Fabritius, killed from an explosion at a gunpowder factory in Delft, has left behind a tiny but extraordinary body of work. Theo’s mother sees The Goldfinch as the most important work in the exhibit, a painting that she came to cherish as a girl when studying a reproduction in a book. As she explains to him what it means to her, and how the Dutch painters expressed life’s uncertainty through their symbols of mortality, Theo sees an unusual girl his age who catches his eye and distracts him with her off-kilter look. This moment is a lovely snapshot of his carefully observed teenage world before it changes in one instant, a moment preserved in amber before his already somewhat unstable existence smashes into unrecognizable flotsam and jetsam, the world tumbling head over bloody heels before his uncomprehending eyes.
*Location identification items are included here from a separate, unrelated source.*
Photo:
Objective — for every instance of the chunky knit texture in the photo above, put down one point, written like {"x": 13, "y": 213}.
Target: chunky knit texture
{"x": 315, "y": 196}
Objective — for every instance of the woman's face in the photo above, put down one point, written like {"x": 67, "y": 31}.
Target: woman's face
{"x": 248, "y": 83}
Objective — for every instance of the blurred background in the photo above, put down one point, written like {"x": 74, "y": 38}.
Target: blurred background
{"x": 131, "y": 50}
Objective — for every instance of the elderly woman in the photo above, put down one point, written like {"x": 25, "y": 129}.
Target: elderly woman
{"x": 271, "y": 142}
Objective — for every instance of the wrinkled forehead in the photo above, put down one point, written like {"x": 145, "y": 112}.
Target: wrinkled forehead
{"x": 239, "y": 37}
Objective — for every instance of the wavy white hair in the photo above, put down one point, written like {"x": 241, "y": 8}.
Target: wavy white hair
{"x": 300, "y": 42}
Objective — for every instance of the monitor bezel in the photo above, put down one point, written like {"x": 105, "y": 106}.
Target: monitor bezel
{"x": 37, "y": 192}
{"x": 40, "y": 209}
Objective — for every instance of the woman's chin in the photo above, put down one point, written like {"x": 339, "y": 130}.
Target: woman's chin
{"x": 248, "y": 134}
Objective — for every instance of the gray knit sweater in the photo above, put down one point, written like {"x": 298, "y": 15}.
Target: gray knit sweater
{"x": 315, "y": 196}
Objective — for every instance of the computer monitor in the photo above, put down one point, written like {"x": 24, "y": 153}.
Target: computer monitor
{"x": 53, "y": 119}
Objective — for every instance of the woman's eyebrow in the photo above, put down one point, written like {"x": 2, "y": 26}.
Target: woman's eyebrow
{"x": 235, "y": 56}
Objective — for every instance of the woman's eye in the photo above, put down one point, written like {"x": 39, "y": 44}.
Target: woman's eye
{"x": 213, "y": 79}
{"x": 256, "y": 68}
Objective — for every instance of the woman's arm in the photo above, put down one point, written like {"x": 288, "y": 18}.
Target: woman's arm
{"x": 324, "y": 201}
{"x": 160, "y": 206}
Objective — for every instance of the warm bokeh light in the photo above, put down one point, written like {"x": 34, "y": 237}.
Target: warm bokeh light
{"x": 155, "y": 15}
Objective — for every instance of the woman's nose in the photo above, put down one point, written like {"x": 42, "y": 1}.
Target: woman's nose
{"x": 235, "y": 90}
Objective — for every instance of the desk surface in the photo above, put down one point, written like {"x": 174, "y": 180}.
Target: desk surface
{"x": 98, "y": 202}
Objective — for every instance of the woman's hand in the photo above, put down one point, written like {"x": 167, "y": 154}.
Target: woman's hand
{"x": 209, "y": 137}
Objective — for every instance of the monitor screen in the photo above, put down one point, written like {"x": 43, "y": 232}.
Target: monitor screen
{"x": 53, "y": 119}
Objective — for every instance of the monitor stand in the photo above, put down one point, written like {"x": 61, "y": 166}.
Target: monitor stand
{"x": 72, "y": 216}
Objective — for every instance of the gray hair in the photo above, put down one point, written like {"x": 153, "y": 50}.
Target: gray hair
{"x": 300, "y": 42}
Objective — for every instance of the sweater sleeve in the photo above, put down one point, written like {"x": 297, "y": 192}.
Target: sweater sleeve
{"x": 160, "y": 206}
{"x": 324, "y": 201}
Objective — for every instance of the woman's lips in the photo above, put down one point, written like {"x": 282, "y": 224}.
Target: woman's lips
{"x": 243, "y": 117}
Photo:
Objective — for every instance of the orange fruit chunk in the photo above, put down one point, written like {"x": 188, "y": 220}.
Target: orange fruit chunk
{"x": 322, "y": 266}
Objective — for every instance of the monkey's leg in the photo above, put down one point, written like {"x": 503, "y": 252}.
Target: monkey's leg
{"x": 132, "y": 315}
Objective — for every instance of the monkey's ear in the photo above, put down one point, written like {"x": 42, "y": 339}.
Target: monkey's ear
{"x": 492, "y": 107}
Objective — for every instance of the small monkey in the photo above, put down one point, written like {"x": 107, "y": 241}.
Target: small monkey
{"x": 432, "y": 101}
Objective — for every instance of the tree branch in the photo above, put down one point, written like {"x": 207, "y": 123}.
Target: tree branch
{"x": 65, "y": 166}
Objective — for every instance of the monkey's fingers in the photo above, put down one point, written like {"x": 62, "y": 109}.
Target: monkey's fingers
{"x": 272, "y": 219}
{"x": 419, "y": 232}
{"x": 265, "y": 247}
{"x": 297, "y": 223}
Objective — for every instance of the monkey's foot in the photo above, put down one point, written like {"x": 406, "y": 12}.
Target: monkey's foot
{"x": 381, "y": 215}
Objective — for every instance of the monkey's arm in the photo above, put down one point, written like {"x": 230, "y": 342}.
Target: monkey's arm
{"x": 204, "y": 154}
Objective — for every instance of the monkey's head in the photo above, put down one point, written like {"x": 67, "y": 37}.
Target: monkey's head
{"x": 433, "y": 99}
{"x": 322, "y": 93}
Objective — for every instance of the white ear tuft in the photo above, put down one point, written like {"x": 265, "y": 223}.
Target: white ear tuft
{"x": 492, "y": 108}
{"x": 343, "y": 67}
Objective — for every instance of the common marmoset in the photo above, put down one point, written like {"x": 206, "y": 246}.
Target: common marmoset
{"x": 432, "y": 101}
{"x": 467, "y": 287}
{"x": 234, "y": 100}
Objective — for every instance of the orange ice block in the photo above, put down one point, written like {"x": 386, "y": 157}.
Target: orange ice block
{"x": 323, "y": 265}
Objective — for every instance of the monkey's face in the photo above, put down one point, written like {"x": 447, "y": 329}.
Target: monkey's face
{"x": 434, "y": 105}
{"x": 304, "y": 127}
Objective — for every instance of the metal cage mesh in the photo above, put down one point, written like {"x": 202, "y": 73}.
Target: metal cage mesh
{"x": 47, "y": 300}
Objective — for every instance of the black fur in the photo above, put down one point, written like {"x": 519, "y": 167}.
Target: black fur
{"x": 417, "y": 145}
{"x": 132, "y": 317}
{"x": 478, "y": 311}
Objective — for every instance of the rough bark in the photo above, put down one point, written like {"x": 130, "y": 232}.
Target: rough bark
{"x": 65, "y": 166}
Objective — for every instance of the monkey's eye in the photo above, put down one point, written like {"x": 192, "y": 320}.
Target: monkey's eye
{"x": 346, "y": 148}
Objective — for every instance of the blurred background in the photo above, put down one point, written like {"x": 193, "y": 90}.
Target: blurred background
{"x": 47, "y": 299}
Theo Decker struggles to survive a journey through adolescence that takes him back and forth from the culture and beauty of New York to the bankruptcy and obscene glitter of Las Vegas and the northern light of Holland. This is the light that nourished the painter Fabritius and gave birth to his exquisite painting of a tiny, watchful bird sitting on a perch, delicately chained to prevent it from flying away.

Theo is highly flawed, acting out and trying to dull his pain in whatever way he can. He is often unlikeable, and yet his complicated personal journey carries the reader along. At school in Las Vegas he meets a fascinating drifter named Boris, someone whose father moves around the world for work after several months or years in each place. Boris’s Polish-Ukrainian-Russian roots inform his fatalism and blunt honesty, and his natural ebullience keeps him afloat. He becomes Theo’s best friend and companion in exploring the lawlessness and rootlessness of the dislocated world they inhabit while finding connection within it.

The Goldfinch serves as both a literary novel of merit and an unlikely page-turner. Tartt’s writing has a smooth, tumbling, and carefully unwieldy cadence. Her dark narrative takes a reader through compelling plot twists and discoveries. As a narrator Theo is worth one’s time, despite and because of his difficult nature. He seeks love and truth in complicated places, buoyed by the idea of a painting he has come to cherish as a symbol of his mother and of something wordless he is seeking. He finds help and forgiveness in the human connections he makes through this painting as he tries to forgive himself for his mistakes and find salvation.

Ultimately, The Goldfinch compassionately explores the ways in which an adult can find redemption in the uncontrollable and often corrupt world of the twenty-first century. It believes in the work of art as a way to find and cherish immortality amidst ephemerality and connection amidst alienation. Donna Tartt creates Theo as a typical teenager growing into a young man suffering from emptiness, a hole in his soul that he tries to fill in typical self-destructive ways. Yet he, like any of us, can be consoled for life’s hardships through the truths that a magnificent piece of art and the people he has come to love present.